Serinin ikinci kitabı Tutku Dersleri başlarda beni oldukça sıksa da üçüncü kitap Bir Gecelik Günah, ilgi çekici başlangıcı ile bende böyle bir etki bırakmadı.
Müşterilerini kandırıp onları dolandıran, sonra da kaçan kardeşi yüzünden kendini hiç tahmin etmediği bir oyunda bulan Roselyn'i okuyoruz bu sefer.
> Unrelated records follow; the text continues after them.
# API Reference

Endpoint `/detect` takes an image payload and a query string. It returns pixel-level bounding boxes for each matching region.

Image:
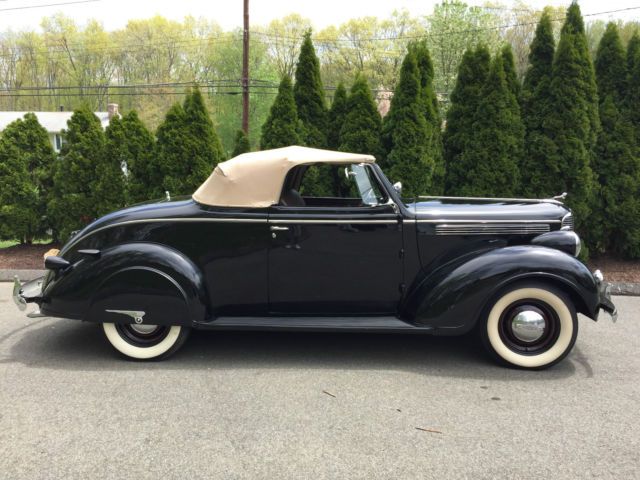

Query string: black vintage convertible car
[14,147,616,369]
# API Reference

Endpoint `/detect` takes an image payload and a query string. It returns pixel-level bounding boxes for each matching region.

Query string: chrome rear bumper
[13,276,45,318]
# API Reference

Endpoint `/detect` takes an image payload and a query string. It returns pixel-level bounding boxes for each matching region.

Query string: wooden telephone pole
[242,0,249,135]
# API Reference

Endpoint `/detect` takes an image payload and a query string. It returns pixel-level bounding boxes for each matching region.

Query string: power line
[0,0,102,12]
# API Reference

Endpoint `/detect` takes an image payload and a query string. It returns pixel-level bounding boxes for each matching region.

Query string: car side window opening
[288,164,388,207]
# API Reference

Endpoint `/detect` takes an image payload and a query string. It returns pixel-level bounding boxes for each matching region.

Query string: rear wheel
[102,323,189,360]
[480,283,578,369]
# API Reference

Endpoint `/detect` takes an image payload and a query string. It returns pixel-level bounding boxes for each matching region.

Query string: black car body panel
[17,161,610,335]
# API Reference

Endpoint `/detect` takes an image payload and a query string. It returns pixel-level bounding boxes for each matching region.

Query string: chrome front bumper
[593,270,618,322]
[13,276,45,318]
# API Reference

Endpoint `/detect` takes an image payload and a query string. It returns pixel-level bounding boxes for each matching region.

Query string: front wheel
[480,283,578,369]
[102,323,189,360]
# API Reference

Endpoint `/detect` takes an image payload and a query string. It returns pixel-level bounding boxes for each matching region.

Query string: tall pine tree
[340,74,382,159]
[544,3,600,248]
[260,76,301,150]
[593,23,640,258]
[49,104,105,240]
[327,82,347,150]
[0,113,55,243]
[458,54,524,197]
[293,31,327,148]
[520,11,560,198]
[93,116,128,217]
[443,46,491,195]
[382,50,435,197]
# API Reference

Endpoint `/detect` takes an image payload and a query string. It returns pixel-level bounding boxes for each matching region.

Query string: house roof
[193,146,376,208]
[0,112,109,133]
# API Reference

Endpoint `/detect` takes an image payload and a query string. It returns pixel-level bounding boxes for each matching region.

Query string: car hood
[60,197,198,255]
[407,198,570,221]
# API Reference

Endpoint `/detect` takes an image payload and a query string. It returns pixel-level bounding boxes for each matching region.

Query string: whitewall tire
[480,283,578,369]
[102,323,189,360]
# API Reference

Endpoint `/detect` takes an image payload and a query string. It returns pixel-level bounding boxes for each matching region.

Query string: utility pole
[242,0,249,135]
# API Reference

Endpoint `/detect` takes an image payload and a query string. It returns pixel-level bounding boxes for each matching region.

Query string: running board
[196,317,433,333]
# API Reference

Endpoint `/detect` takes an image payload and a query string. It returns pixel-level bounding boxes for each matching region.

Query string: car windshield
[345,163,387,206]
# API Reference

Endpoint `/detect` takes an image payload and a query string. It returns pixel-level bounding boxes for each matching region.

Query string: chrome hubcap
[129,323,158,335]
[511,310,547,342]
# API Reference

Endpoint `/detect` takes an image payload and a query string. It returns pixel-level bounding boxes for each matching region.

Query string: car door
[268,165,402,315]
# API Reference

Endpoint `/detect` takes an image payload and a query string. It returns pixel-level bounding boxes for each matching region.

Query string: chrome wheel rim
[116,323,171,347]
[499,299,560,355]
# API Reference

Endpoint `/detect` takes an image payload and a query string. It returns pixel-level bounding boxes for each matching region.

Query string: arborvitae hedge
[443,46,491,195]
[293,31,327,148]
[382,50,434,197]
[122,110,158,204]
[49,105,105,240]
[458,55,524,197]
[500,43,522,104]
[0,113,55,243]
[520,12,560,198]
[410,41,445,195]
[93,116,129,217]
[231,130,251,157]
[182,88,225,188]
[327,82,347,150]
[260,76,301,150]
[593,23,640,258]
[544,3,600,246]
[340,75,382,159]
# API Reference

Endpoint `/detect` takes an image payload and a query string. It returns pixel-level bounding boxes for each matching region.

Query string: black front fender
[41,242,208,325]
[401,245,600,335]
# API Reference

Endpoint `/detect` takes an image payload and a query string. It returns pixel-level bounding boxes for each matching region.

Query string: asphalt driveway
[0,283,640,480]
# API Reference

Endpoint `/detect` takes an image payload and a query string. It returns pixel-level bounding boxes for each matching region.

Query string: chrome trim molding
[436,223,551,235]
[418,195,562,205]
[269,218,399,224]
[416,218,560,225]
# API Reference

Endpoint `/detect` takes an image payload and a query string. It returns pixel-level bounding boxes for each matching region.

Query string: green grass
[0,238,51,248]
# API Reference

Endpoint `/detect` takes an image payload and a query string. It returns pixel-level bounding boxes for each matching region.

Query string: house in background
[0,103,120,152]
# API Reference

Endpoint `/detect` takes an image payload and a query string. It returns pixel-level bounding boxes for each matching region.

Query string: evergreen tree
[459,55,524,197]
[340,74,382,159]
[500,43,522,103]
[0,113,55,243]
[544,3,600,248]
[594,22,627,108]
[155,103,191,196]
[293,31,327,148]
[231,130,251,157]
[411,40,445,195]
[260,76,301,150]
[182,88,224,188]
[93,116,128,217]
[520,12,560,198]
[327,82,347,150]
[383,50,435,197]
[122,110,158,203]
[443,46,491,195]
[49,104,105,240]
[626,32,640,139]
[593,23,640,258]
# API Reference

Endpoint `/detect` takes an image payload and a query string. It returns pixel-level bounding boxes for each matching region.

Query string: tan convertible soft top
[193,146,375,208]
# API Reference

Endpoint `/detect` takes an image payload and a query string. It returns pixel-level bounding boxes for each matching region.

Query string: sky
[0,0,640,30]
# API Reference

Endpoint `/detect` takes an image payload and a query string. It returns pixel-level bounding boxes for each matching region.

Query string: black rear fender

Onun kitabını merakla bekliyordum ama konunun bu kadar ilginç olacağı benim için güzel bir sürpriz oldu.
Sevdiğini sandığı adam tarafından kullanılıp bir açık arttırmada yemeğinde misafirlere sunulan Roselyn'i kurtaran, hiçbir ünvanı olmayan bir adamdır. Bunu sadece ona üzüldüğü için yapmıştır. Kadını alıp kuzeninin yanına götürdükten sonra onunla bir daha karşılaşmayacağını düşünse de o işler öyle olmuyor Kyle'cığım.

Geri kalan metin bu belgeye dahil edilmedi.